In March, a Republican-led Super PAC took Donald Trump's most sexist insults and used them in an ad against him. Now a pro–Hillary Clinton Super PAC is taking a page out of the same book.
Priorities USA, which was initially formed in 2011 to support President Barack Obama and has since thrown its support behind Clinton, unveiled a new multimillion-dollar anti-Trump ad campaign Monday.
The two attack ads, "Speak" and "Respect" — which will air in Ohio, Virginia, Florida, and Nevada starting Wednesday — are an attempt to turn Trump's own words, from the campaign trail and before, against him, featuring some of his greatest hits.
"Speak" shows men and women mouthing Trump's most memorable statements – "She had blood coming out of her whatever"; "Does she have a good body? No. Does she have a fat ass? Absolutely"; "You like girls that are 5-foot-1 – they come to you know where" – with the punchline, "Does Donald Trump really speak for you?":
"Respect" takes a more straightforward approach, using Trump's stances on Planned Parenthood and abortion to reach the conclusion, "Donald Trump is wrong for us":
Trump's history with women has been a thorn in his side since the first GOP debate, when Fox News moderator Megyn Kelly asked him if he had the "temperament" to be president given these very comments. This week, the New York Times published a scathing profile depicting his private relationships with women dating back to his days in boarding school.
Throughout this primary season, Trump has insisted that he loves women and they love him too, and the sexist statements, however familiar they have become to those following the campaign, haven't stopped him from becoming the presumptive Republican nominee.
This line of fire is more important in the general election than in the primaries
Not much has slowed Trump, let alone stopped him, in the primaries. In March, when the Republican-led Our Principles PAC released the ad "Quote," which similarly featured a series of women reading Trump's insults out loud, it didn't make much of an impact. Trump continued on to win Indiana and see the end of Ted Cruz and John Kasich's presidential campaigns.
But the primaries are not like the general election.
This week, NBC's Dante Chinni made something very clear: "For Donald Trump to win the White House he must find a way to attract more women voters to his candidacy."
Based on the past 20 years of polling data, women play an important role in general elections in two significant ways: Women disproportionately vote for the Democratic candidate, and they consistently make up more than 50 percent of the electorate.
This poses a particular challenge for a candidate who has all but claimed the Republican Party's nomination and is likely going to be running against Clinton, the first female presidential candidate from one of the two major parties.
Exit polling during the primaries has illuminated certain realities about Trump supporters: They are predominantly white and predominantly male.
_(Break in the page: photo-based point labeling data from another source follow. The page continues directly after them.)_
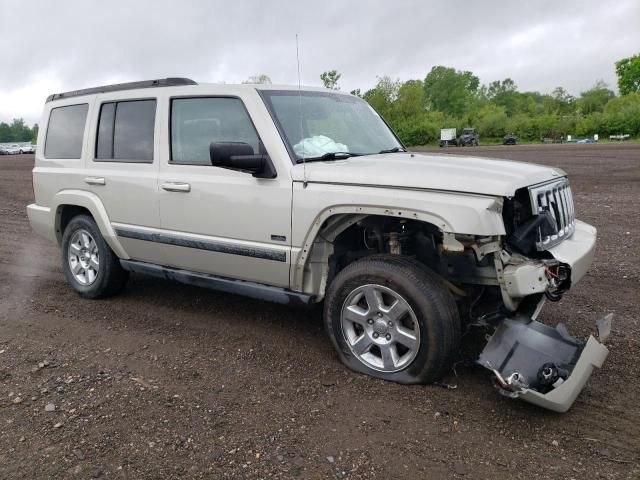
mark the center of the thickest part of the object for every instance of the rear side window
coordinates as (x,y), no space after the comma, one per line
(125,131)
(66,131)
(196,122)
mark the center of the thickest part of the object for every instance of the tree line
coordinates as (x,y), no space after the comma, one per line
(18,131)
(447,98)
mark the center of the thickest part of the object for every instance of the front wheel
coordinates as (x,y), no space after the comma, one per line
(392,318)
(89,264)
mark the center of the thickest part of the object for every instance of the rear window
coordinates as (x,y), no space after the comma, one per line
(125,131)
(65,131)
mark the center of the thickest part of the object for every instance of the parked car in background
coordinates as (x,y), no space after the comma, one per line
(509,139)
(448,137)
(469,137)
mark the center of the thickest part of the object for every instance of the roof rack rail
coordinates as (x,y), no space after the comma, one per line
(161,82)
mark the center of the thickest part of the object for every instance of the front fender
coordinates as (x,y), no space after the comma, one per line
(450,212)
(91,202)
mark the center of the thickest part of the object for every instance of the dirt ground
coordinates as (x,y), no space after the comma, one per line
(168,381)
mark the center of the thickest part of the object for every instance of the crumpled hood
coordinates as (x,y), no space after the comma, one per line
(454,173)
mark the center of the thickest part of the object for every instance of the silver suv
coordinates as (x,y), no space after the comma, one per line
(301,196)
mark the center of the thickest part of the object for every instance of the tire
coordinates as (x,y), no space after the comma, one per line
(364,335)
(89,264)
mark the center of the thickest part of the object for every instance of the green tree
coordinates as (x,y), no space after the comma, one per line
(628,71)
(594,99)
(505,94)
(450,91)
(330,79)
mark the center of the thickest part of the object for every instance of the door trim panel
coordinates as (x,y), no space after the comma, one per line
(245,249)
(238,287)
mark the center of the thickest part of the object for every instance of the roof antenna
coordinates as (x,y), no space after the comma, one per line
(304,164)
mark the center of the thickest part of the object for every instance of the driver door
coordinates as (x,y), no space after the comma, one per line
(216,220)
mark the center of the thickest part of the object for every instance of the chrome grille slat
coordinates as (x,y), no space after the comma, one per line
(556,198)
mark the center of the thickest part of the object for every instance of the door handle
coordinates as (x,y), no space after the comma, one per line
(176,187)
(95,181)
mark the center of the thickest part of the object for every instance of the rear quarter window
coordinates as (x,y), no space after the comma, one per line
(65,131)
(126,131)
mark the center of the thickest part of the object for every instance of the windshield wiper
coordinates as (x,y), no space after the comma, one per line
(329,156)
(393,150)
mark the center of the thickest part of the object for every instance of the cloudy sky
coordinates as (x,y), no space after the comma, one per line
(51,46)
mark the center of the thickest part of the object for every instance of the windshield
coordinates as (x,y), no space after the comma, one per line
(319,125)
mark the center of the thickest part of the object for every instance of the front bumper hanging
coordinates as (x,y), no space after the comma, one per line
(540,364)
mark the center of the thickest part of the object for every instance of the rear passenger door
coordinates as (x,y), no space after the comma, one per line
(216,220)
(123,169)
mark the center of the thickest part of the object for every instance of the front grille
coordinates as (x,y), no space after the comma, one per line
(554,197)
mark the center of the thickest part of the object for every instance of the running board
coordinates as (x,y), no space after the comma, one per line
(237,287)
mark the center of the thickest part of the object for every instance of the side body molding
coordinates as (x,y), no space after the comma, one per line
(91,202)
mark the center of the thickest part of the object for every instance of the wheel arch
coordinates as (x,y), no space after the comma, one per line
(310,269)
(69,203)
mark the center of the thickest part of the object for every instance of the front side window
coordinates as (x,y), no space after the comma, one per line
(66,132)
(317,124)
(125,131)
(197,122)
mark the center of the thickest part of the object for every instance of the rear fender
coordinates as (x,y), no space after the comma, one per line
(91,202)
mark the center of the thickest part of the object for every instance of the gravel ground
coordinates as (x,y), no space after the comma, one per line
(169,381)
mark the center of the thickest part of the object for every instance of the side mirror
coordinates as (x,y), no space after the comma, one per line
(240,156)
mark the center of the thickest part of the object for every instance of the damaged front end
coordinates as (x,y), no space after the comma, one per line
(545,252)
(540,364)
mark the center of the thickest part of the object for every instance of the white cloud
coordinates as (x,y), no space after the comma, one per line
(72,44)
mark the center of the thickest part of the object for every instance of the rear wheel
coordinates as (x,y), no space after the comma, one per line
(89,264)
(391,318)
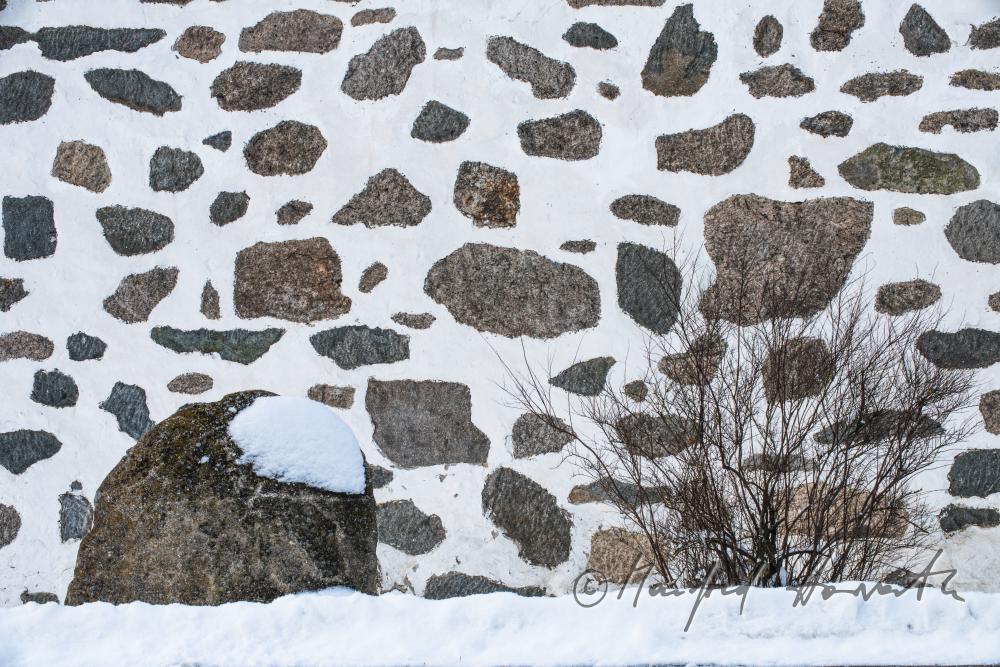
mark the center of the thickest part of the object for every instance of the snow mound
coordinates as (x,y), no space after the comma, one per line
(299,440)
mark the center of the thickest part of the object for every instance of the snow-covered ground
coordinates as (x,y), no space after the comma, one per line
(339,627)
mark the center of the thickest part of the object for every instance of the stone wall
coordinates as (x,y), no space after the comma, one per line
(376,204)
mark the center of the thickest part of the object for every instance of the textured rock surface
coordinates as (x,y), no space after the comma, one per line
(386,67)
(237,345)
(681,58)
(713,151)
(922,36)
(425,423)
(438,123)
(134,89)
(291,280)
(25,96)
(548,78)
(491,196)
(139,293)
(904,297)
(649,287)
(529,515)
(513,292)
(837,23)
(905,169)
(388,198)
(828,124)
(300,30)
(168,528)
(460,585)
(251,86)
(778,81)
(82,164)
(290,148)
(135,231)
(585,378)
(19,450)
(571,136)
(869,87)
(646,210)
(355,346)
(781,258)
(533,435)
(29,228)
(402,525)
(975,473)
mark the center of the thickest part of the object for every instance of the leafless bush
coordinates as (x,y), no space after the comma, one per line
(782,449)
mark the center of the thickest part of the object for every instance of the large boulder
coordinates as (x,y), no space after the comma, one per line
(190,516)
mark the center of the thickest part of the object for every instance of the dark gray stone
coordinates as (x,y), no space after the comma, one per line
(138,294)
(955,517)
(778,81)
(646,210)
(869,87)
(767,36)
(181,519)
(220,141)
(301,30)
(589,35)
(439,123)
(425,423)
(460,585)
(228,207)
(25,96)
(402,525)
(586,378)
(534,435)
(11,291)
(529,515)
(828,124)
(911,170)
(54,389)
(967,348)
(571,136)
(252,86)
(388,198)
(681,58)
(355,346)
(135,231)
(127,402)
(386,67)
(713,151)
(237,345)
(19,450)
(548,78)
(489,195)
(293,280)
(134,89)
(293,212)
(173,169)
(922,36)
(837,23)
(905,297)
(649,287)
(975,473)
(76,517)
(289,148)
(974,232)
(29,228)
(82,347)
(76,41)
(513,292)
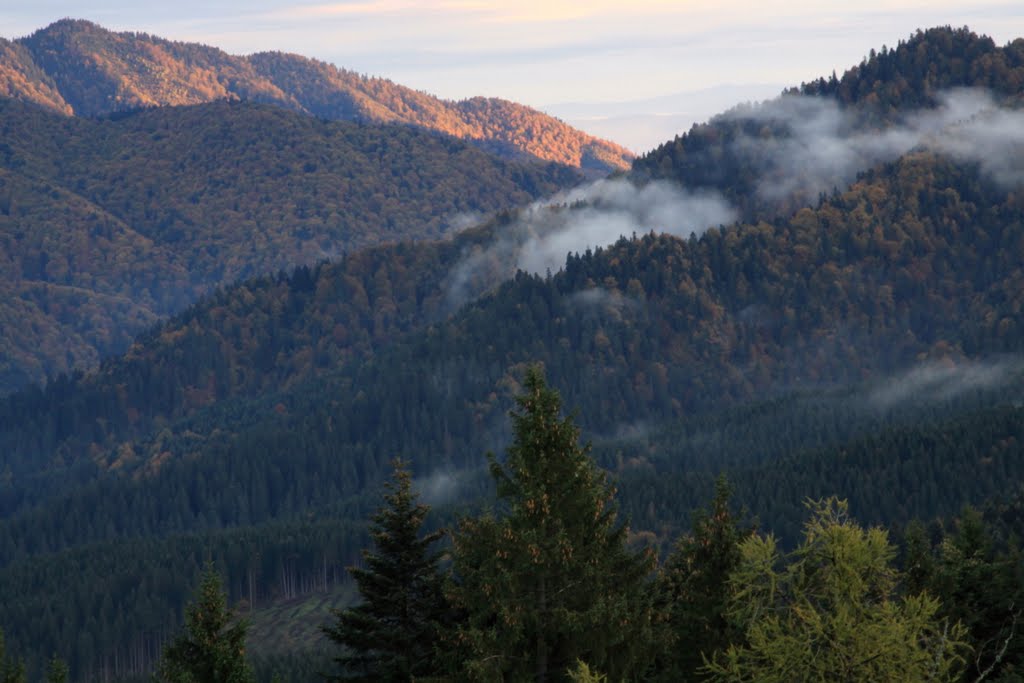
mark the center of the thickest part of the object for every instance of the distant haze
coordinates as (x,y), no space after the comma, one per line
(642,125)
(553,51)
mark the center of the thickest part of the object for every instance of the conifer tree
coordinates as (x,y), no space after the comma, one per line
(392,634)
(694,586)
(211,648)
(832,611)
(11,670)
(549,581)
(56,671)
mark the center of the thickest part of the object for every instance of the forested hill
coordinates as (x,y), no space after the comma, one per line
(866,344)
(281,401)
(773,158)
(76,67)
(108,225)
(353,358)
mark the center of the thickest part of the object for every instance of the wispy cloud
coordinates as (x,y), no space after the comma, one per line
(945,380)
(821,146)
(591,216)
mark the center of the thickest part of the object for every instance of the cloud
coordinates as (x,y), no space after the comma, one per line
(593,215)
(942,381)
(438,488)
(820,145)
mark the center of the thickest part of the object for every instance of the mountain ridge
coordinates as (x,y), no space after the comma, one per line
(76,67)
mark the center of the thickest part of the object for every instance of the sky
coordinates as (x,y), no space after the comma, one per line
(636,72)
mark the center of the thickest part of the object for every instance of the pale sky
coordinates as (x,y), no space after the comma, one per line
(550,53)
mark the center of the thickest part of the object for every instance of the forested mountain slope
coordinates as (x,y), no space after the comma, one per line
(345,360)
(781,155)
(76,67)
(108,225)
(867,345)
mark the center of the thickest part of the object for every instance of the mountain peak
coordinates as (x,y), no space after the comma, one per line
(77,67)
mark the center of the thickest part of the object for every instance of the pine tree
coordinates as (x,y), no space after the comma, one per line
(550,582)
(211,648)
(56,671)
(833,613)
(694,585)
(392,634)
(11,670)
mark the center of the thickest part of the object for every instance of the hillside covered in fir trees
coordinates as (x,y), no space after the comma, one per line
(111,225)
(849,355)
(79,68)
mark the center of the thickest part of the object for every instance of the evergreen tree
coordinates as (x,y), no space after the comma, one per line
(694,583)
(392,634)
(981,587)
(56,671)
(550,581)
(211,649)
(832,612)
(11,670)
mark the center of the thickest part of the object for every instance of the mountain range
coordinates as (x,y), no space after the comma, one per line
(78,68)
(819,295)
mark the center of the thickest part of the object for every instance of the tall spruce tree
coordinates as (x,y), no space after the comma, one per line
(833,612)
(212,646)
(11,670)
(549,581)
(694,585)
(392,634)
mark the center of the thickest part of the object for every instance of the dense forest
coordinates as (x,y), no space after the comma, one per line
(864,345)
(78,68)
(109,226)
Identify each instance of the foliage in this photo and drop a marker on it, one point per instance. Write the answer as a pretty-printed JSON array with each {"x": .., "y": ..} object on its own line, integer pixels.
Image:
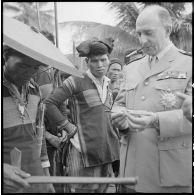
[
  {"x": 28, "y": 14},
  {"x": 182, "y": 24}
]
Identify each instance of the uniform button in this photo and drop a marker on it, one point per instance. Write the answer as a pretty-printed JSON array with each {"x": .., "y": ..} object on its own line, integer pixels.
[{"x": 143, "y": 98}]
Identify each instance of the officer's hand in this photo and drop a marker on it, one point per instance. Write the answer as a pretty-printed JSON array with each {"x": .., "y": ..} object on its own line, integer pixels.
[
  {"x": 120, "y": 120},
  {"x": 141, "y": 121},
  {"x": 14, "y": 179},
  {"x": 187, "y": 105}
]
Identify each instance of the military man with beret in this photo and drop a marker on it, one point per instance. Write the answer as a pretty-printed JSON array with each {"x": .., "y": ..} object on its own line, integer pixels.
[
  {"x": 95, "y": 146},
  {"x": 157, "y": 138}
]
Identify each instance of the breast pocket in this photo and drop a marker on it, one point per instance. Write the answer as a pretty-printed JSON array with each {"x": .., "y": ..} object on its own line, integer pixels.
[
  {"x": 166, "y": 93},
  {"x": 130, "y": 95}
]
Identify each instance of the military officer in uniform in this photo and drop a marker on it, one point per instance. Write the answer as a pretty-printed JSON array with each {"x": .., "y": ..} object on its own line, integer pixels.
[{"x": 156, "y": 144}]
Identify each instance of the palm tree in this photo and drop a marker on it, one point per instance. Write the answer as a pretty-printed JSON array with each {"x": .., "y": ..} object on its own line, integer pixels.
[
  {"x": 27, "y": 12},
  {"x": 182, "y": 24}
]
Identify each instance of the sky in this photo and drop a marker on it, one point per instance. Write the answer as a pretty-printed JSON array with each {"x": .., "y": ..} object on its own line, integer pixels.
[
  {"x": 89, "y": 11},
  {"x": 85, "y": 11}
]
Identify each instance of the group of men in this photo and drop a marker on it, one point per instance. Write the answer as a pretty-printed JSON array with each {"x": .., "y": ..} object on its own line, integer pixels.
[{"x": 147, "y": 127}]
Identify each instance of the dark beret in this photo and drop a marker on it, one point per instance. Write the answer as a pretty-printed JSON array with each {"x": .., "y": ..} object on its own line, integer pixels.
[{"x": 95, "y": 47}]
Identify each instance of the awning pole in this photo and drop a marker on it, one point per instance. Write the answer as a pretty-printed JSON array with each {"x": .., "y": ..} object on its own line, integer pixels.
[
  {"x": 38, "y": 15},
  {"x": 56, "y": 24}
]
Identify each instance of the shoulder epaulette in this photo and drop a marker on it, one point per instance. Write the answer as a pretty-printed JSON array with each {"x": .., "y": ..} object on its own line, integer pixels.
[
  {"x": 185, "y": 52},
  {"x": 135, "y": 60}
]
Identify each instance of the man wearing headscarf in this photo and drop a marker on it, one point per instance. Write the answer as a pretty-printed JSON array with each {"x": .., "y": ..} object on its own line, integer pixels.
[{"x": 95, "y": 146}]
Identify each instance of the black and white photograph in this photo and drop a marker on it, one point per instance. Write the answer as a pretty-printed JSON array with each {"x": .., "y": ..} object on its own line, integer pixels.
[{"x": 97, "y": 97}]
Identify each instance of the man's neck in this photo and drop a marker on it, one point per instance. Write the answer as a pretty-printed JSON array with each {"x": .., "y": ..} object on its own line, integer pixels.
[{"x": 9, "y": 79}]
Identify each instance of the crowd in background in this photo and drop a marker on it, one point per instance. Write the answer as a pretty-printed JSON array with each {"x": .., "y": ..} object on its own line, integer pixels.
[{"x": 83, "y": 136}]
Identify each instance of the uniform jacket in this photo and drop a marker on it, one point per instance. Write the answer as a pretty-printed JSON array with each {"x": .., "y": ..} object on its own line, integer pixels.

According to a Gallup poll in April, seven out of 10 women had an unfavorable opinion of Trump, a negative image that has been steadily increasing throughout the campaign.
A general election NBC/Wall Street Journal poll from April showed Clinton had a 23-point lead over Trump in female voters.
In Chinni's analysis of the poll, Trump's best-case scenario means raising his support among male voters to the highest of any candidate in the past three decades and bringing Clinton's support among women to the lowest of any candidate in the past three decades, and that still doesn't quite make the cut:
Even if Trump can do all of that - get his advantage with men up to Bush's 11-point edge and get Clinton's edge with women down to just 11 points - he still would come up short in the popular vote because of the first part of the equation: women produce more votes. It would be very close though, a margin of just less than a percentage point, maybe close enough to put the all-important Electoral College tally in play.
This week, Kelly, who has been one of Trump's biggest targets this campaign season, said she thinks Republican women might have "warmed" a little to Trump, but something remains unclear.
"The question remains to be seen whether they will vote or if it will impact their vote to have a candidate who speaks in the way that Trump does and has for most of his lifetime about women," Kelly said on Good Morning America.